The reason I made the doc initially was because ever since I left SNL in 1992 people ask me, everywhere I go, “Whatever Happened to You?” I thought that instead of spending two hours answering each stranger and friend, I could simply say, “Watch the movie!”

I hope you enjoy it. My story is simultaneously cliche and unique, just like yours. It’s all about love.

Synopsis

A former TV star finds herself trapped in the Miami suburbs with two kids, no career and lots of time to kill. She looks at her scrapbooks to relive her prime and figure out how she got here. Although she adores her family, as we can see from her home movies chronicling every moment of their lives, she misses her career. One day the phone rings and Saturday Night Live former cast mate Kevin Nealon asks her to “open” for him in Las Vegas. She realizes this could be her solution. She could be the perfect wife and mother twenty six days a month and then one weekend a month go out of town and perform stand up, thus quenching her thirst to perform, stimulate her creative juices and make some money. Her divorce from her first husband, the fire-eater, left her pretty broke. She has two goals; 1) make enough money to buy a house, and 2) develop a good act. You see, she has no act.
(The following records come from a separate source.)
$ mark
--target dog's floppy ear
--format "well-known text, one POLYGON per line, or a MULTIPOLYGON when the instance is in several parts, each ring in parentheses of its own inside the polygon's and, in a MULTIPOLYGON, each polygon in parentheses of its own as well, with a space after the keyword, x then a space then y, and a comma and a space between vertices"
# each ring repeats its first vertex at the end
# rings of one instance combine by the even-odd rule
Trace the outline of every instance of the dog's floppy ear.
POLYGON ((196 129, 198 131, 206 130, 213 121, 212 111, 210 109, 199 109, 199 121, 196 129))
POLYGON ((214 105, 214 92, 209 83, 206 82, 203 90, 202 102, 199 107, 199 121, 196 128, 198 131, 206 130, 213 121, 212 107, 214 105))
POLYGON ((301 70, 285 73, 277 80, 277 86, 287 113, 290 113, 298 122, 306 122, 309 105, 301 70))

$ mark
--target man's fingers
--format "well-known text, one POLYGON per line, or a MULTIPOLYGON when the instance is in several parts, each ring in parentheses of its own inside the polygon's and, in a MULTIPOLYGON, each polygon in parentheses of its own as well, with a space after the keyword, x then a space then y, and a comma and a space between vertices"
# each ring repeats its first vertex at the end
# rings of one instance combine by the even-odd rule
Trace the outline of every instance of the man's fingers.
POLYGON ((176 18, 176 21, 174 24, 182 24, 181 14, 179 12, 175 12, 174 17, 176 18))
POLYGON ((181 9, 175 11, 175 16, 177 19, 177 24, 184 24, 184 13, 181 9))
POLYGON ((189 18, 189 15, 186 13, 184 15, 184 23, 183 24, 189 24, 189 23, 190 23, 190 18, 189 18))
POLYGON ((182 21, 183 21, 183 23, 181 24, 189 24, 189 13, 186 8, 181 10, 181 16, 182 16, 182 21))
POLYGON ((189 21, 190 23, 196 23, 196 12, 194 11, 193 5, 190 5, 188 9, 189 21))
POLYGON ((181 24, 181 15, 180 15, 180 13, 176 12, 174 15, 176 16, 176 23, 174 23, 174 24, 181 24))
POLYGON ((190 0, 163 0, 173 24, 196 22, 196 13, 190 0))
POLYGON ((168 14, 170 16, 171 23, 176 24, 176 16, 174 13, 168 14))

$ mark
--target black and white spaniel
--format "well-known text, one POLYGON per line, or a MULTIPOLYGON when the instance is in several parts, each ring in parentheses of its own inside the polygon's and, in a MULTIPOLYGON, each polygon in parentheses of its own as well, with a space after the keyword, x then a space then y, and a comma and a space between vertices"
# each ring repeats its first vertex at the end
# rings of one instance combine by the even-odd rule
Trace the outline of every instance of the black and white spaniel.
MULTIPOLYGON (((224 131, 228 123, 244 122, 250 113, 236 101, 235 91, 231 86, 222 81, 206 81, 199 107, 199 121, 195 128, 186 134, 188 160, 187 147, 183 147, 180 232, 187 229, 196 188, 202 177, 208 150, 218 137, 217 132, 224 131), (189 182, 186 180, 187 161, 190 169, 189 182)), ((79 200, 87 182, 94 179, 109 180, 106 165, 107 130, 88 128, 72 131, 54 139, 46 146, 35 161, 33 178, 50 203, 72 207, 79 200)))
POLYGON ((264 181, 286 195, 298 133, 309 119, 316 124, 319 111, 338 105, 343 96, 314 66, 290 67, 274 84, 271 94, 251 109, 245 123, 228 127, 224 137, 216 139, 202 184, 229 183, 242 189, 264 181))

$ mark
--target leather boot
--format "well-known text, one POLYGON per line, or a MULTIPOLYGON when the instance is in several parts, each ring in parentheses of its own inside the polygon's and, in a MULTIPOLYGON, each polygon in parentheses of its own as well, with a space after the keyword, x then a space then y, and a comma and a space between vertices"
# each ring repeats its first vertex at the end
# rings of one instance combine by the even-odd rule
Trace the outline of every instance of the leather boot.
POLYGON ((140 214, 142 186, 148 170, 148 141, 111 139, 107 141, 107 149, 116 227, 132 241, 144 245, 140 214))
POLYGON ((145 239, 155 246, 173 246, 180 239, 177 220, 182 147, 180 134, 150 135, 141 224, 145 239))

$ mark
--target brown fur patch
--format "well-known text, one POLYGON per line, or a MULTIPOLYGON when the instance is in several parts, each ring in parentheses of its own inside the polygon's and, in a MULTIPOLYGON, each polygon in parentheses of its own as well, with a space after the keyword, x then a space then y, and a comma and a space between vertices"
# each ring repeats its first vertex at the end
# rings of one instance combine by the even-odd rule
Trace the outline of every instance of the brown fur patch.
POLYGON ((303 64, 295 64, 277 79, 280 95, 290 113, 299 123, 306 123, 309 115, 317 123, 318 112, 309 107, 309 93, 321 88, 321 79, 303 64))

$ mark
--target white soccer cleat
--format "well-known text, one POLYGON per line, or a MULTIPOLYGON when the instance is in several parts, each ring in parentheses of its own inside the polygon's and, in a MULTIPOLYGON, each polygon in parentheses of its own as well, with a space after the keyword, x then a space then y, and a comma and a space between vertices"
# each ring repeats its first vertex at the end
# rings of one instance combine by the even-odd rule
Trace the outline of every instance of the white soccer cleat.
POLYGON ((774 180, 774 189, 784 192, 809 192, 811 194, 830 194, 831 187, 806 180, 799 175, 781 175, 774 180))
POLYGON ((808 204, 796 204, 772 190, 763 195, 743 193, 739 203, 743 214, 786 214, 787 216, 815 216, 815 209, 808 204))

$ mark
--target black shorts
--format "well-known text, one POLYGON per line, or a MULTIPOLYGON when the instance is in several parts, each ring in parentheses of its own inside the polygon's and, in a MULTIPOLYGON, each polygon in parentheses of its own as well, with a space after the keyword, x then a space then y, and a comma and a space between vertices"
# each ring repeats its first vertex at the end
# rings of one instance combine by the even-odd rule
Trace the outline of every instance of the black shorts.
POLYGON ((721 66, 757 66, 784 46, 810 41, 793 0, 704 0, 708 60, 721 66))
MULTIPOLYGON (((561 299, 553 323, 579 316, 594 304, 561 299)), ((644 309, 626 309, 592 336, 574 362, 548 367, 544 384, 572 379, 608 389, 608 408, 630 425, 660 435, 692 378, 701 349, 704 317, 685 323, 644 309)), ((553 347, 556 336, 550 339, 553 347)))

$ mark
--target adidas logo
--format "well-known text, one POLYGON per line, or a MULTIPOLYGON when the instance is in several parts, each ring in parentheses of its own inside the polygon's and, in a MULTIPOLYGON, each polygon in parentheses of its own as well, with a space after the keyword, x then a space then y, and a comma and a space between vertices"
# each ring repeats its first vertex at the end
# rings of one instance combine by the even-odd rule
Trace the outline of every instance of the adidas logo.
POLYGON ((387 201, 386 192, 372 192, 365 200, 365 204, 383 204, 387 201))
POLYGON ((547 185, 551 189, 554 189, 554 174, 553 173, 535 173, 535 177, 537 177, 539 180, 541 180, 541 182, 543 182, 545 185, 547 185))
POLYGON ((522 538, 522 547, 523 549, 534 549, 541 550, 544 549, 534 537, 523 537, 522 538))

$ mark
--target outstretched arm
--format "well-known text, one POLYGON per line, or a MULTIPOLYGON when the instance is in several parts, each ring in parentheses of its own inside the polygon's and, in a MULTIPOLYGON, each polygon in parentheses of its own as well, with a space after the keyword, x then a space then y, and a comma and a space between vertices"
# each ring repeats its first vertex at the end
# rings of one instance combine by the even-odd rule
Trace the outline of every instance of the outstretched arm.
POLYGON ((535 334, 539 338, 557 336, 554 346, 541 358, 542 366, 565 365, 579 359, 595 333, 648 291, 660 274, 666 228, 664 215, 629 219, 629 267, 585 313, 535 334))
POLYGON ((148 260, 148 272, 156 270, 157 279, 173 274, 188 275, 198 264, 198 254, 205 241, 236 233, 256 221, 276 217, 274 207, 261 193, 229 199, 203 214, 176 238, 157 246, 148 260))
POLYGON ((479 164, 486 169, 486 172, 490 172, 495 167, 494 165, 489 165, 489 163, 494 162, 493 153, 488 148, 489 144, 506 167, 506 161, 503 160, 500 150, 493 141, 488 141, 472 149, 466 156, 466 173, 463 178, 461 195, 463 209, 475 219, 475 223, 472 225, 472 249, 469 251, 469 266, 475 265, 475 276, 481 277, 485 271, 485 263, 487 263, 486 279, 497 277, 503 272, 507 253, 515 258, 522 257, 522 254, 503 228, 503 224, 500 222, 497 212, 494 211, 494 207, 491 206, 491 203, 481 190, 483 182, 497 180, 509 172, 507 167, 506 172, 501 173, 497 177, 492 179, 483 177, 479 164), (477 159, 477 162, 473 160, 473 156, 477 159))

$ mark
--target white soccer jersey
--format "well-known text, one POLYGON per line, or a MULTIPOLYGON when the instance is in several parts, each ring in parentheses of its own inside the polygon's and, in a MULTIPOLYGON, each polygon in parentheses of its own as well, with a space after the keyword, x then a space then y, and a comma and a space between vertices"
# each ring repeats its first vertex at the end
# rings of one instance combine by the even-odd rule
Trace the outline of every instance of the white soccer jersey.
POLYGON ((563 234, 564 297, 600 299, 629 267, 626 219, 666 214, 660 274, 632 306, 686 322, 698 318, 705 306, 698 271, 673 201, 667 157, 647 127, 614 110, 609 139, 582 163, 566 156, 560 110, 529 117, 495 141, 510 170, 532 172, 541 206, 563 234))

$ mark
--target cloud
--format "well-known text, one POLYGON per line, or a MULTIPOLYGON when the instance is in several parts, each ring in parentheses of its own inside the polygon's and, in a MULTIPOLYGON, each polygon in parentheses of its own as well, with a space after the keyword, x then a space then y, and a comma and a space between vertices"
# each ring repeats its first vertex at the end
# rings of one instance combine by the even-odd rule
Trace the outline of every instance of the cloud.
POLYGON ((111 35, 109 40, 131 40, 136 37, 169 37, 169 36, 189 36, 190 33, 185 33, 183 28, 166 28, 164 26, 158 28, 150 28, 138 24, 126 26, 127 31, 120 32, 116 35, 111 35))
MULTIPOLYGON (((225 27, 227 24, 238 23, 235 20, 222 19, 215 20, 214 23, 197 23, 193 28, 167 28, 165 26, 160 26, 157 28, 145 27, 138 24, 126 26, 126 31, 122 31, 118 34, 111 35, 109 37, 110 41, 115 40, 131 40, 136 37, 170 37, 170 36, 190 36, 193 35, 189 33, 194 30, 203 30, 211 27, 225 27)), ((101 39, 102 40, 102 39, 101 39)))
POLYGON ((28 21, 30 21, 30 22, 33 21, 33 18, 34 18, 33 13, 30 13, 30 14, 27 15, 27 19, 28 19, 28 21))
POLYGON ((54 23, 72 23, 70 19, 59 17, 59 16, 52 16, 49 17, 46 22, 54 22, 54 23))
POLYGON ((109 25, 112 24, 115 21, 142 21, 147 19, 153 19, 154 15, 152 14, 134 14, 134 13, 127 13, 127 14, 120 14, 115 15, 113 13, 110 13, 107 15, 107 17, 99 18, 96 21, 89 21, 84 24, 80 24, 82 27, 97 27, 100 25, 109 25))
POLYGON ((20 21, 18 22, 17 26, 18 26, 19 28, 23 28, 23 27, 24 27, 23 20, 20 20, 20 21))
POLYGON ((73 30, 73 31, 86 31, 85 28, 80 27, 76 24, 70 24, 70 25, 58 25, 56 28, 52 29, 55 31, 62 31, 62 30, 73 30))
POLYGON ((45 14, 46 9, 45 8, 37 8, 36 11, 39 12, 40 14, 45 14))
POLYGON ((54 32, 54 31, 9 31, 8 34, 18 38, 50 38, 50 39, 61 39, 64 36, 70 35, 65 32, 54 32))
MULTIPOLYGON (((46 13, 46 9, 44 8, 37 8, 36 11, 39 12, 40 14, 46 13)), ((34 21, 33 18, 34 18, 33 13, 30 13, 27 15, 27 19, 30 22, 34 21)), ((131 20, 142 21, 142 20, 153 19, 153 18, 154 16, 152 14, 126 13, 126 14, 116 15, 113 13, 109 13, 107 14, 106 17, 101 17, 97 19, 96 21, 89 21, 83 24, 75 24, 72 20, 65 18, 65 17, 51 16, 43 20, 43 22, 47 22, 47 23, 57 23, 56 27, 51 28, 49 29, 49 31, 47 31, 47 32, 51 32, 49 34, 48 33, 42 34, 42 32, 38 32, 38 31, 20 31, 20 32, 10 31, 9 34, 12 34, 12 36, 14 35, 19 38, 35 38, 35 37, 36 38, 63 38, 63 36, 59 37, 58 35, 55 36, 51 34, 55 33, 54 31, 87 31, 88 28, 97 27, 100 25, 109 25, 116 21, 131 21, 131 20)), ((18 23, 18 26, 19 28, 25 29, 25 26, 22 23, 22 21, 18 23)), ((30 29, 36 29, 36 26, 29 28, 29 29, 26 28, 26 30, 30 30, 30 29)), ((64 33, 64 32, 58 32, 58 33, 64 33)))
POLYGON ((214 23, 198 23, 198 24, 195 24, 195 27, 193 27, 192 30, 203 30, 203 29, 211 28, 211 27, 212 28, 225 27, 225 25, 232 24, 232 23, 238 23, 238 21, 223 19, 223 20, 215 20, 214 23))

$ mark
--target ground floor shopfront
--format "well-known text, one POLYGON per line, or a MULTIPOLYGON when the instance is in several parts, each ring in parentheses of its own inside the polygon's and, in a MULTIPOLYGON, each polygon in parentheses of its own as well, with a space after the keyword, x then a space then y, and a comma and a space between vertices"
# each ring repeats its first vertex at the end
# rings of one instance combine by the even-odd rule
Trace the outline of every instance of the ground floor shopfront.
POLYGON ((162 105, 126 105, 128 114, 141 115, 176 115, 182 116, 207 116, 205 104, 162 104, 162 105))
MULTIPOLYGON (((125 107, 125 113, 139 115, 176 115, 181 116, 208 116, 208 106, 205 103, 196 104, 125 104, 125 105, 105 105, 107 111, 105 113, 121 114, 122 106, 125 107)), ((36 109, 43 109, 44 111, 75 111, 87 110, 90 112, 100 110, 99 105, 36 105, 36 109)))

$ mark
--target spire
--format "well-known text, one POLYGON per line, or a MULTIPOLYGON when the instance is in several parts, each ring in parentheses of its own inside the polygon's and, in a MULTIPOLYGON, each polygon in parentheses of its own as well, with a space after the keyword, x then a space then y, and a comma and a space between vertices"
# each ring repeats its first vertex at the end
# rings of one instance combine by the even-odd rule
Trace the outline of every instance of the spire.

She asks Kevin how many minutes are required to be the opening act. He says 20 minutes. She rushes to her closet and gets out the video of her first Johnny Carson appearance. That act was six minutes.

Jackson shakes the mothballs out of her French Maid bustier costume, realizes it’s too small, buys some black bra extenders. She wipes the dust off of her Martin baritone ukulele and puts it in its carry case.

Then, this “has been” goes out on the road! With no act. We watch her journey from city to city throughout America, starting in dives like Andover’s The Comedy Palace and eventually working her way back up to the top – appearing in Vegas on the Strip! We see her ups and downs on the road and at home as she tries to balance motherhood and movie roles, bars and the Bible, fame and obscurity. She cries alone in her hotel room, missing her kids and feeling guilty. She bombs. She meets kind strangers. She makes people laugh. We see the contrast between smoky bars full of drinks and dirty jokes and the pure, innocent world of children and motherhood. We see the conflict between her Christian values and show business.

After five years of hard work we see her achieve her goals. She buys a house on a lake, and has an act she can take anywhere. We also see her romance. She has reunited with her long-suffering high school sweetheart, police helicopter pilot who does not share her passion for the spotlight. He’d rather be in the air chasing bad guys. In the end, she concludes that although both worlds can be rewarding, her family is The Only Show in Town.